Australian economic events and implications

In Australia, it was a quiet week on the data front. ABS September quarter house price data confirmed the strong gains long ago reported by private data providers, ANZ job ads surged another 7.4% in November to be up 52.5%yoy and payroll jobs are now above pre-Delta levels confirming that the jobs market is very strong and the Melbourne Institute’s Inflation Gauge rose again in November with its trimmed mean measure of underlying inflation rising to 2.6%yoy and pointing to a further rise in underlying inflation this quarter.

The Federal Government’s budget numbers for the first four months of the financial year show the deficit running $8bn smaller than expected, despite billions in covid disaster payments.

Another rise in high debt to income housing lending keeps further macro prudential measures on the agenda. APRA September quarter housing data showed a decline in the share of high loan to valuation ratio loans but a further rise in the share of high debt to income ratio loans which is a key concern of the RBA and APRA at present. 

What to watch over the next week?

In Australia, the Federal Government’s Mid-Year Economic and Fiscal Outlook (Thursday) is likely to see the projected budget deficit this year revised down to about $70bn (from $107bn projected in the May Budget) allowing for the improvement in the budget seen already reflecting lower unemployment and stronger corporate tax revenue. However, allowance for $20bn in pre-election fiscal stimulus is likely to see only a $10bn improvement in the deficit for 2022-23 to $89bn from the $99bn deficit projected in May. Meanwhile, expect strong readings for business confidence (today) and consumer confidence (Wednesday) and November jobs data (Thursday) to show employment up 180,000, the participation rate rising to 65.4% and unemployment falling back to 5%.

Outlook for investment markets

• Shares remain vulnerable to further volatility given the rebound in coronavirus cases globally and the new Omicron variant, the inflation scare, less dovish central banks, the slowing Chinese economy and the risk of a Russian invasion of Ukraine. But we are now coming into a stronger period seasonally for shares and the combination of solid global growth and earnings, vaccines allowing a more sustained reopening and still-low interest rates augurs well for shares over the next 12 months. However, inflation and interest rate concerns will likely result in rougher and more constrained gains than we’ve seen since March last year.
• Expect the rising trend in bond yields to continue as it becomes clear the global recovery is continuing, resulting in capital losses and poor returns from bonds over the next 12 months.
• Unlisted commercial property may still see some weakness in retail and office returns but industrial is likely to be strong.
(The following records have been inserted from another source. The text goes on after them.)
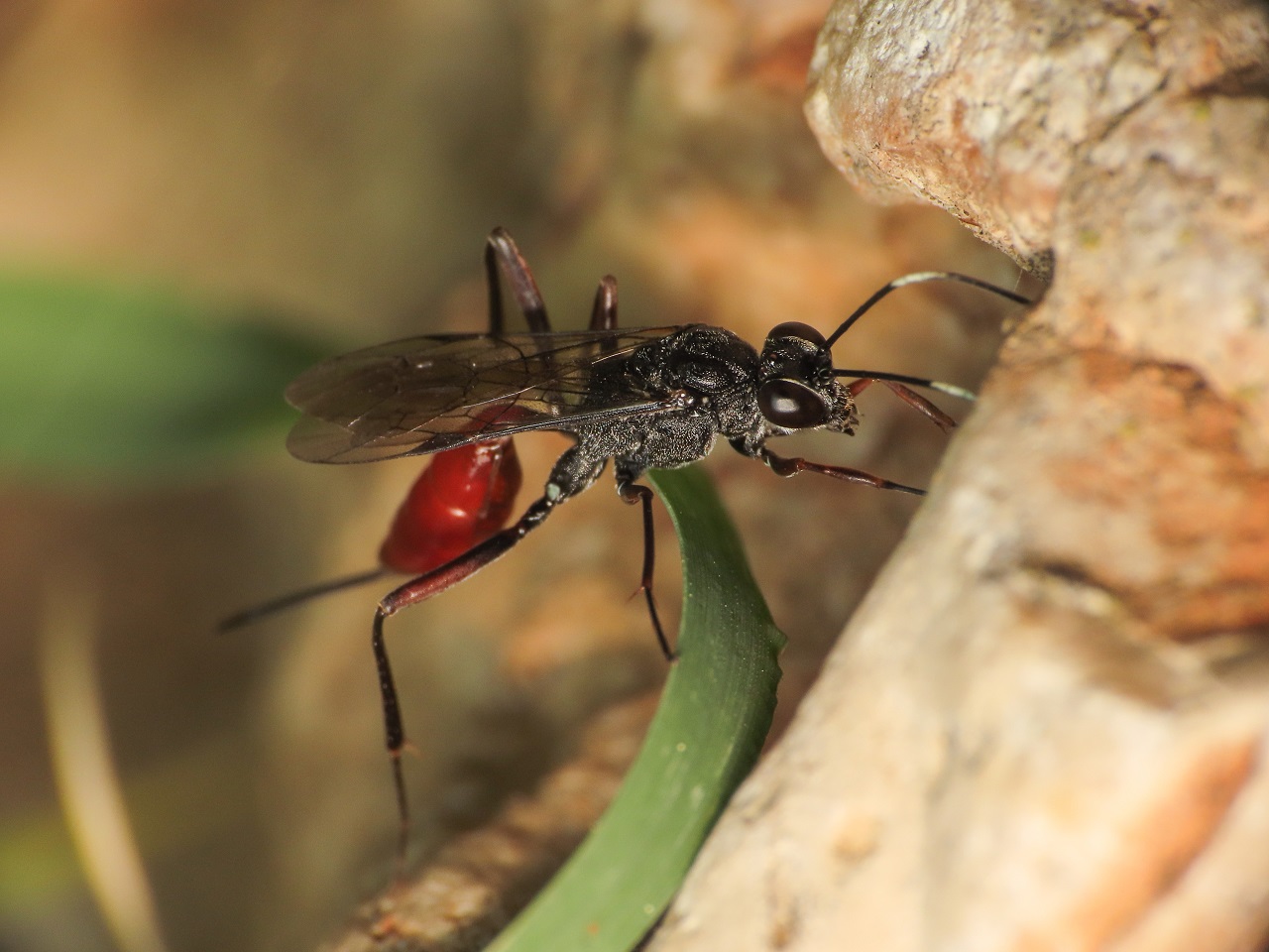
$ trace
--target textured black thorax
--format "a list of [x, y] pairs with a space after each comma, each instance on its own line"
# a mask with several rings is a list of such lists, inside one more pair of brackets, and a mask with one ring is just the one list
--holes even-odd
[[651, 401], [681, 397], [680, 405], [648, 416], [614, 415], [577, 429], [582, 452], [613, 457], [629, 475], [687, 466], [706, 457], [716, 437], [750, 433], [759, 425], [754, 374], [758, 352], [731, 331], [689, 325], [640, 347], [619, 360], [594, 364], [588, 402], [604, 406], [615, 393]]

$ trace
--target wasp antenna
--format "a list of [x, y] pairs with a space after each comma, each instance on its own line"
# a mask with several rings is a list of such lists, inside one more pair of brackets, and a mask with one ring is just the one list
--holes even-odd
[[909, 377], [906, 373], [886, 373], [883, 371], [848, 371], [845, 368], [834, 368], [834, 377], [858, 377], [859, 380], [888, 380], [896, 383], [907, 383], [914, 387], [928, 387], [929, 390], [937, 390], [940, 393], [947, 393], [948, 396], [958, 397], [959, 400], [968, 400], [973, 402], [978, 399], [978, 395], [972, 390], [966, 390], [964, 387], [958, 387], [956, 383], [947, 383], [940, 380], [926, 380], [925, 377]]
[[[846, 320], [844, 320], [829, 339], [825, 341], [826, 347], [832, 347], [838, 338], [850, 330], [851, 325], [863, 317], [868, 311], [872, 310], [873, 305], [881, 301], [891, 291], [897, 291], [898, 288], [906, 287], [909, 284], [920, 284], [926, 281], [957, 281], [962, 284], [970, 284], [971, 287], [982, 288], [983, 291], [990, 291], [992, 294], [999, 294], [1000, 297], [1008, 298], [1019, 305], [1034, 303], [1029, 297], [1023, 297], [1022, 294], [1000, 287], [999, 284], [992, 284], [991, 282], [981, 281], [978, 278], [971, 278], [968, 274], [957, 274], [956, 272], [914, 272], [912, 274], [905, 274], [902, 278], [895, 278], [895, 281], [878, 288], [872, 297], [864, 301], [855, 312], [851, 314]], [[845, 374], [844, 374], [845, 376]]]
[[250, 625], [259, 618], [284, 612], [288, 608], [293, 608], [294, 605], [315, 598], [321, 598], [322, 595], [329, 595], [332, 592], [343, 592], [344, 589], [365, 585], [377, 579], [382, 579], [387, 574], [387, 569], [371, 569], [369, 571], [358, 572], [357, 575], [345, 575], [341, 579], [331, 579], [329, 581], [319, 583], [317, 585], [310, 585], [308, 588], [299, 589], [298, 592], [292, 592], [289, 594], [269, 599], [268, 602], [231, 614], [228, 618], [222, 619], [221, 623], [216, 626], [216, 630], [220, 632], [233, 631], [235, 628], [241, 628], [244, 625]]

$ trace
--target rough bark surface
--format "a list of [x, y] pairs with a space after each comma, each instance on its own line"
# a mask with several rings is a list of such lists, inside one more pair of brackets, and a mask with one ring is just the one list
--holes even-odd
[[1269, 941], [1266, 18], [834, 8], [825, 152], [1053, 283], [656, 952]]

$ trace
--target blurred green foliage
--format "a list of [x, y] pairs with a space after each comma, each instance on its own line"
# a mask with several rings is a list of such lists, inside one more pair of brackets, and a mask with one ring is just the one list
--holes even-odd
[[0, 467], [58, 479], [192, 472], [294, 418], [329, 353], [265, 315], [156, 284], [0, 272]]

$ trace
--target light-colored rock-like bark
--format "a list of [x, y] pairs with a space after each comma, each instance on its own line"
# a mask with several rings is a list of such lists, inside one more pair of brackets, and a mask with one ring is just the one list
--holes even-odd
[[1055, 281], [657, 952], [1264, 947], [1266, 17], [834, 9], [825, 152]]

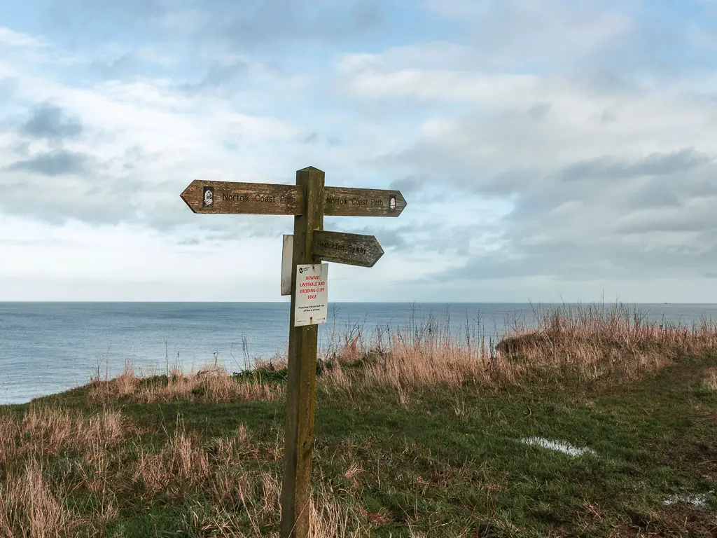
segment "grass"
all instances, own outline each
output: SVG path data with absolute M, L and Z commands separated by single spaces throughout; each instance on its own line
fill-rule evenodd
M 717 534 L 713 327 L 619 306 L 497 346 L 446 326 L 323 354 L 312 536 Z M 284 368 L 128 366 L 0 407 L 0 537 L 277 536 Z

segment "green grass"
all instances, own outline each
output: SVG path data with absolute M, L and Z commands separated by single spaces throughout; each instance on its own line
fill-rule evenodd
M 408 390 L 402 397 L 378 388 L 349 395 L 320 383 L 315 489 L 353 514 L 361 535 L 715 536 L 717 391 L 703 382 L 716 364 L 714 357 L 684 359 L 645 379 L 612 384 L 467 384 Z M 82 387 L 31 405 L 88 414 L 100 407 L 87 394 Z M 22 416 L 28 407 L 0 407 L 0 417 Z M 148 494 L 123 468 L 141 449 L 158 452 L 178 427 L 211 459 L 212 440 L 235 438 L 244 425 L 250 442 L 237 472 L 280 476 L 282 402 L 120 400 L 117 407 L 138 431 L 107 448 L 116 514 L 93 524 L 98 535 L 223 536 L 228 527 L 217 522 L 227 516 L 247 535 L 277 531 L 276 512 L 257 516 L 258 501 L 253 509 L 227 501 L 221 517 L 213 517 L 217 501 L 205 487 L 189 481 L 182 491 Z M 573 457 L 521 442 L 530 436 L 597 455 Z M 76 477 L 81 456 L 49 453 L 43 473 L 58 488 L 80 484 L 66 503 L 90 522 L 102 503 Z M 6 472 L 0 467 L 0 483 Z M 663 504 L 678 494 L 703 494 L 707 506 Z

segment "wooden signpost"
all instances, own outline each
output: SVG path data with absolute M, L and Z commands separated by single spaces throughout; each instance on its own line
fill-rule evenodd
M 323 302 L 320 306 L 325 308 L 327 288 L 325 280 L 310 280 L 306 275 L 315 274 L 310 278 L 322 278 L 326 274 L 320 265 L 322 260 L 373 267 L 384 254 L 373 235 L 324 231 L 323 216 L 398 217 L 406 207 L 406 200 L 399 191 L 325 187 L 324 173 L 313 166 L 296 172 L 295 185 L 196 180 L 184 189 L 181 198 L 195 213 L 294 215 L 290 285 L 288 275 L 282 283 L 282 293 L 290 289 L 291 310 L 281 537 L 305 538 L 316 402 L 316 324 L 324 319 L 320 313 L 317 318 L 313 317 L 306 304 L 309 300 L 316 300 Z M 288 237 L 285 236 L 285 246 L 288 246 Z M 285 248 L 285 253 L 288 250 Z M 285 263 L 288 266 L 288 260 Z M 300 288 L 301 293 L 310 293 L 301 296 L 299 311 L 304 313 L 301 319 L 296 318 L 299 266 L 303 278 L 298 284 L 313 286 Z M 320 308 L 317 307 L 317 311 Z

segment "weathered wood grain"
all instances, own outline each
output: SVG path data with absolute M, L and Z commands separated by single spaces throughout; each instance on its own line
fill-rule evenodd
M 294 326 L 296 266 L 320 263 L 313 255 L 312 247 L 315 230 L 323 229 L 324 173 L 313 166 L 299 170 L 296 172 L 296 184 L 305 193 L 305 204 L 301 214 L 294 217 L 284 476 L 281 489 L 282 538 L 306 538 L 308 535 L 318 326 Z
M 384 255 L 384 249 L 374 235 L 316 231 L 313 253 L 327 262 L 373 267 Z
M 207 189 L 212 192 L 209 205 L 204 200 Z M 195 179 L 181 196 L 195 213 L 297 215 L 303 211 L 303 191 L 296 185 Z
M 336 216 L 398 217 L 407 206 L 400 191 L 327 187 L 323 214 Z

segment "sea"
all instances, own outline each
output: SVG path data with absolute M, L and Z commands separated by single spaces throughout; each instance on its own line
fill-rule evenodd
M 347 336 L 370 343 L 429 326 L 452 337 L 495 341 L 514 326 L 533 326 L 559 305 L 500 303 L 335 303 L 319 326 L 319 351 Z M 562 305 L 565 307 L 575 306 Z M 635 304 L 645 319 L 691 326 L 717 319 L 715 304 Z M 289 303 L 0 303 L 0 405 L 19 404 L 112 377 L 185 372 L 208 364 L 229 372 L 286 355 Z M 604 306 L 606 310 L 611 307 Z

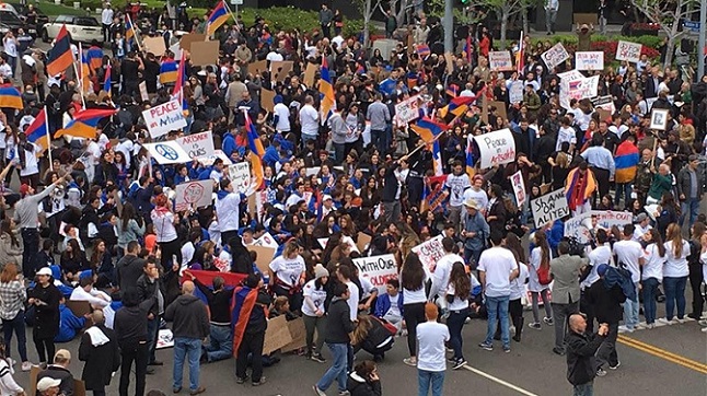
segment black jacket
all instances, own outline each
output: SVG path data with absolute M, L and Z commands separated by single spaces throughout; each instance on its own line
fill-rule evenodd
M 192 294 L 179 295 L 164 312 L 165 321 L 174 321 L 174 337 L 204 339 L 210 333 L 206 305 Z
M 621 304 L 626 295 L 618 284 L 606 288 L 603 279 L 594 282 L 587 293 L 588 302 L 594 307 L 594 316 L 599 323 L 618 324 L 624 315 Z
M 120 350 L 115 331 L 104 325 L 94 327 L 101 329 L 109 341 L 94 347 L 88 333 L 81 336 L 79 360 L 85 362 L 81 380 L 85 383 L 88 391 L 103 389 L 104 386 L 111 384 L 111 374 L 120 368 Z
M 594 354 L 604 341 L 604 337 L 595 333 L 578 334 L 570 330 L 565 341 L 567 342 L 567 381 L 572 385 L 594 381 L 596 375 Z
M 326 338 L 324 338 L 327 343 L 349 342 L 349 333 L 354 331 L 354 323 L 349 315 L 350 310 L 346 300 L 332 299 L 326 319 Z

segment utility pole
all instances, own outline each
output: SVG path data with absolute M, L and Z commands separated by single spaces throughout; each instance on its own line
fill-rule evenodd
M 702 79 L 705 73 L 705 26 L 707 21 L 707 0 L 702 0 L 702 5 L 699 7 L 699 40 L 697 48 L 697 79 Z
M 452 12 L 452 1 L 444 0 L 444 53 L 454 54 L 454 13 Z M 707 0 L 702 0 L 703 2 Z

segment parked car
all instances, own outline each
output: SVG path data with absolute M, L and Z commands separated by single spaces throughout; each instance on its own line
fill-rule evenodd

Unlisted infrastructure is expected to see solid returns.
• After rising by about 22% this year Australian home price gains are likely to slow to about 5% next year as poor affordability, rising fixed rates, higher interest rate serviceability buffers, reduced home buyer incentives and rising listings impact. Ultimately giving way to a 5-10% price fall in 2023.
• Cash and bank deposits are likely to provide poor returns, given the ultra-low cash rate of 0.1%.
• Although the AUD could fall further in response to the latest coronavirus threats, tightening Fed policy and the weak iron ore price, a rising trend is likely over the next 12 months helped by still-strong commodity prices and a cyclical decline in the USD, probably taking the AUD up to about $US0.80.
• Eurozone shares fell 0.4% on Friday, but the US S&P 500 rose 1% to a new record high as November inflation data was not as bad as feared. The positive US lead saw ASX 200 futures gain 13 points, or 0.2%, pointing to a modest positive start to trade for the Australian share market on Monday.